Twenty states were under excessive heat warnings or heat advisories on Sunday, the National Weather Service said, with temperatures driving the mercury above 100 degrees Fahrenheit across much of the Southeast. All-time temperature records have been exceeded in 140 locations over the past week, the Weather Service said.

One of those places is the city of Atlanta, where thermostats maxed out at 106 degrees Saturday. Sunday's highs were expected to be around three degrees cooler. The hot, humid air hanging over the Southern city prompted environmental officials to declare a code purple air quality alert, meaning the local atmosphere was considered very unhealthy for most people.

Elsewhere, the South was broiling, with temperatures reaching 109 in Columbia, S.C. Firefighters issued a barbecue ban in Jasper, Ala., where 100-plus degree temperatures have dried out the vegetation, making most open flames an extremely risky proposition. Temperatures record also were set over the weekend in Louisville, Ky., and Nashville, Tenn.

In Raleigh, N.C., where temperatures were expected to hit 106 on Sunday, a radio station found people at the local farmer's market trying to hydrate by chowing on chilled cantaloupes and watermelon, while trying to remain stoic.

It's very hot, but air conditioning's only been around for a few years, 60 years probably, Lisa Lee, a farmer at the market, told WRAL.

While the Southeast was the hottest, most of the attention was focused on a swath of the East Coast between Washington, D.C., and Atlantic City, N.J. There, a powerful cluster of thunderstorms Friday had knocked out power to hundreds of thousands in the region, leaving them unable to turn on the air conditioner to cool down. Power-sapped water pumps, also a result of the mass outage, led to water interruptions. In suburban Maryland, authorities declared residents should stop all outside water use, take shorter showers and limit flushing toilets to avoid exacerbating the situation.

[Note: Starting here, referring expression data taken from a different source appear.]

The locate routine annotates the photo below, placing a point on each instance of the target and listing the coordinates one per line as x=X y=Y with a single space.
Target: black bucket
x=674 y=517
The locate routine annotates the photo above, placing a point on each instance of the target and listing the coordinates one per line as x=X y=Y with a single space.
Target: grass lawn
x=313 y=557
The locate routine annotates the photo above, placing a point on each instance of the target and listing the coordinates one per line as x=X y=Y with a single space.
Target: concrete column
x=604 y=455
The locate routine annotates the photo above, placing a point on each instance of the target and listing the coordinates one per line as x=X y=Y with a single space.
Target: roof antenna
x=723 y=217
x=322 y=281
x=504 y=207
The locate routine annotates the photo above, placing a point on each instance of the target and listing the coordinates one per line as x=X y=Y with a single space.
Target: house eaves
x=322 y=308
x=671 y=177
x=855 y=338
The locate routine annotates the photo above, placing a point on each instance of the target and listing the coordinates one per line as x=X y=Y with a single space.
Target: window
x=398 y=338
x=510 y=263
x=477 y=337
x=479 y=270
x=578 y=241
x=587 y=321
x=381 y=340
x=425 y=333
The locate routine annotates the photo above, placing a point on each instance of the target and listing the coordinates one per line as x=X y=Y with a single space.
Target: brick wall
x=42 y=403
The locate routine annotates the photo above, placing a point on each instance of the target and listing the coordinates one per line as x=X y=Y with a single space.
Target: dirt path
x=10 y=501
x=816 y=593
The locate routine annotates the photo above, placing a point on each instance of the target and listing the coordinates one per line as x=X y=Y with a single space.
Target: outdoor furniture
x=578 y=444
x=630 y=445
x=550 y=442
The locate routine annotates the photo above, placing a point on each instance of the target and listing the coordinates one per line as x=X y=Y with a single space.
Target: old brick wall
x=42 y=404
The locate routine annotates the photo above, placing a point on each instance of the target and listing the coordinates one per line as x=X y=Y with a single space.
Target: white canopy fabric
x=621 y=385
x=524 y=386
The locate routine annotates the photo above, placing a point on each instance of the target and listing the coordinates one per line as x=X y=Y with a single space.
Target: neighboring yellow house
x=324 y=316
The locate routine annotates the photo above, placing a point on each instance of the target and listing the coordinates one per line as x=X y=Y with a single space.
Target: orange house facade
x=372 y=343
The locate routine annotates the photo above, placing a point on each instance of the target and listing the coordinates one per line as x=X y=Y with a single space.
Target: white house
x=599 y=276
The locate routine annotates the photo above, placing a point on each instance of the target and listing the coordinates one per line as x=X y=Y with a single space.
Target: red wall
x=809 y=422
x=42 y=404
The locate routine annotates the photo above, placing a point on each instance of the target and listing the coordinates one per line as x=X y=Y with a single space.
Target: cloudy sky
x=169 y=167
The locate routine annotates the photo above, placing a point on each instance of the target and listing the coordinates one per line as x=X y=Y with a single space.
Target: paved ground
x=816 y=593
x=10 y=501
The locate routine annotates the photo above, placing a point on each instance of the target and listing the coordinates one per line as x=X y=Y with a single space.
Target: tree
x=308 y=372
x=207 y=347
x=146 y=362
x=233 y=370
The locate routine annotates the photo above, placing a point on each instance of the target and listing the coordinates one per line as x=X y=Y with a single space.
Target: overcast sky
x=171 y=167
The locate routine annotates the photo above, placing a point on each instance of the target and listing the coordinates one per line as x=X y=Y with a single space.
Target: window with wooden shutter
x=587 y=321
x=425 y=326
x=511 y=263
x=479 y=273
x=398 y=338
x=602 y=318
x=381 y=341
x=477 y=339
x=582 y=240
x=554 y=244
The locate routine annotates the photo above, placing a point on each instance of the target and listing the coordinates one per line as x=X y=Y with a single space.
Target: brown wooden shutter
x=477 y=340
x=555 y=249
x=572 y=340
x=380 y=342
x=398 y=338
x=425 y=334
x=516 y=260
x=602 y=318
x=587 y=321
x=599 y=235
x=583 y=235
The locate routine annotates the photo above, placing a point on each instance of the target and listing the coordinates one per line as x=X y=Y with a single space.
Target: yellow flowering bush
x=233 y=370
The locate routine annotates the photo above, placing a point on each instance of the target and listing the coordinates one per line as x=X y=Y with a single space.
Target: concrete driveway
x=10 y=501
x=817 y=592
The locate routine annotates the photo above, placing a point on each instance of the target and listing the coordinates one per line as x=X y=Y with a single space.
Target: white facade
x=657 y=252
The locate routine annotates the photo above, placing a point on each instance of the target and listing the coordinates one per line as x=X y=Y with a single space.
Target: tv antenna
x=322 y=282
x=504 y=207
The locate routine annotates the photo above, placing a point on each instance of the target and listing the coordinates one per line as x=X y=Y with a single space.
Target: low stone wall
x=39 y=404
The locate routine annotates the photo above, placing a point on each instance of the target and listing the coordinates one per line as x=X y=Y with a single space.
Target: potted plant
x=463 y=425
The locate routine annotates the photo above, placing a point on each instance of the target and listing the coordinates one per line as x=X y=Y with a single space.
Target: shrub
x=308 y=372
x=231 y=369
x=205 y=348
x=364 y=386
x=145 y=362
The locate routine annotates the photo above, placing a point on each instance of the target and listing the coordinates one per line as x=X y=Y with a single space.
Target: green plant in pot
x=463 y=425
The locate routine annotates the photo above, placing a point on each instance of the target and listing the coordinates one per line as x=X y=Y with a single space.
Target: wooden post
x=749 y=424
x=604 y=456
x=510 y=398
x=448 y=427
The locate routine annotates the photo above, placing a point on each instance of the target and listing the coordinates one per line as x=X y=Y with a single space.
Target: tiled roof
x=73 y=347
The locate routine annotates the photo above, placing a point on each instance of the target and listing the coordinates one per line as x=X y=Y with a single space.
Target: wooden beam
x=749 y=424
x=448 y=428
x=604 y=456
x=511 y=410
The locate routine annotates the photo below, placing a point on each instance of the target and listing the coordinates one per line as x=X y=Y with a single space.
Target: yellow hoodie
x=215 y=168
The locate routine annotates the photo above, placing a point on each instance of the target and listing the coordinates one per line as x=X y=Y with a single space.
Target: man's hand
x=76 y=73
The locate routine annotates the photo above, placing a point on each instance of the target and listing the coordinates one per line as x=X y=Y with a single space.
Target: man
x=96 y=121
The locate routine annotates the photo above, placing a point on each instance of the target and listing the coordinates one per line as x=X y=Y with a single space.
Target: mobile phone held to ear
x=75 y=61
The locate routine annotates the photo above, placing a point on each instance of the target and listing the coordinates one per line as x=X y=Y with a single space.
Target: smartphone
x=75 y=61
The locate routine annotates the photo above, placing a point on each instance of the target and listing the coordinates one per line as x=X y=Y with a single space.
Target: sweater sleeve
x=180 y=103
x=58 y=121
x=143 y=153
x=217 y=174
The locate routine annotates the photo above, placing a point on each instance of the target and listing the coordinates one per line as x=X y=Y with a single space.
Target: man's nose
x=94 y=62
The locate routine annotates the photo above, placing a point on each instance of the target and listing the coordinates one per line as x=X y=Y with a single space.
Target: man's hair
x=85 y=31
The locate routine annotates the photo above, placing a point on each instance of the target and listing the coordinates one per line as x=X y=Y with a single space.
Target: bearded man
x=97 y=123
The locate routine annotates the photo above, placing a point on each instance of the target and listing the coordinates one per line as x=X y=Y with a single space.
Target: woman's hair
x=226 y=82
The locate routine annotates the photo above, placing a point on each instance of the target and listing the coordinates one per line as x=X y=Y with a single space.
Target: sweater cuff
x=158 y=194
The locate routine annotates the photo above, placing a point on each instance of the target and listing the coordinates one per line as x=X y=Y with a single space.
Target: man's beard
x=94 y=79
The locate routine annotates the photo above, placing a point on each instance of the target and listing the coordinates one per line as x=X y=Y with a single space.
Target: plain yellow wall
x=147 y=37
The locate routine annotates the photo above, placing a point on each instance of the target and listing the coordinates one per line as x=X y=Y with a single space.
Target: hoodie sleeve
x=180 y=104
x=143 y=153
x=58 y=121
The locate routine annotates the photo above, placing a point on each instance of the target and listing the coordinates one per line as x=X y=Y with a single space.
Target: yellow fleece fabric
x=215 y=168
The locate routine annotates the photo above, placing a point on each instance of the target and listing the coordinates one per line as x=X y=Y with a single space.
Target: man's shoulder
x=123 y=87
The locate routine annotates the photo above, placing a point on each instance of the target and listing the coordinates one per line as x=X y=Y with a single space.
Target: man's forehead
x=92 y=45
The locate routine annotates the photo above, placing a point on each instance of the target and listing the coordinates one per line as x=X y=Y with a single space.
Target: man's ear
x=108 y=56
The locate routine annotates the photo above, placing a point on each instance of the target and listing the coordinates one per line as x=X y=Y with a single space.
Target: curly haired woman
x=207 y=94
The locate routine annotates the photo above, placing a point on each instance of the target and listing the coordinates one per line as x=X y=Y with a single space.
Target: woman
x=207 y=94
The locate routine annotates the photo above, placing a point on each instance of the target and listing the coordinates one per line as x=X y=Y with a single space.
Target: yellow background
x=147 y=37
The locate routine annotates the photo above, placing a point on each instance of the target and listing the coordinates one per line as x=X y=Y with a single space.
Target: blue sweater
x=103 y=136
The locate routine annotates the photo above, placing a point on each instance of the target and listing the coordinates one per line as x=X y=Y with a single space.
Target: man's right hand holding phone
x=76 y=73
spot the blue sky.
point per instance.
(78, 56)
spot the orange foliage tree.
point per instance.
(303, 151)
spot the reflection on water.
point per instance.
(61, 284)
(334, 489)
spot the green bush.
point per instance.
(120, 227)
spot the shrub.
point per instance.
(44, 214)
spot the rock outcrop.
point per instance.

Virginia Gov. Robert McDonnell said the combination of continuing high temperatures, power outages and water restrictions meant this is a very dangerous situation.

Another place where a dangerous situation was brewing was in New York City, where a labor dispute between Consolidated Edison Inc. and thousands of its workers led to a lockout of 8,500 employees Sunday. That left just managers and, possibly scab crews, to deal with any problems that might arise as 8.2 million New Yorkers tax the power grid.

But even the four days of extreme heat still did not make the sweltering eastern half of the United States the hottest place in the nation. That distinction belonged to the mountains of Colorado, according to a map released by NASA, where wildfires spread across thousands of acres.

All those facts did not seem to affect the discussion across the Atlantic, where Nobel laureates in physics were set to kick off a six-day conference at Lindau, an island in a Bavarian lake, with a lively debate on the current state of global warming science. (Global warming, for the record, is much more about the planet's average temperature rising by a few degrees over decades, and not about heat waves, although certain extreme weather events such as the cluster of thunderstorms that hit the East Coast can be spurred by warmer climate.)

There, some of the most intelligent people on Earth were buzzing about comments from Ivar Giæver, a Norwegian physicist and 1973 Nobel Prize winner who claims scientific evidence proves the temperature has been amazingly stable over the past 150 years and that he is terrified by the one-sided propaganda in the media.

In particular I am wor­ried about all the money wasted on alternate energies, when so many chil­dren in the world go hungry to bed, Giæver wrote in a summary of a speech he is set to deliver Monday.

Such statements are anathema to the scientific consensus on climate change, which are closer to the views expressed by Mario Molina, a Mexican chemist who shares a 1995 Nobel for his work on the ozone layer and is also speaking at the conference to explain why climate change is the most serious environmental challenge facing society in the 21st century.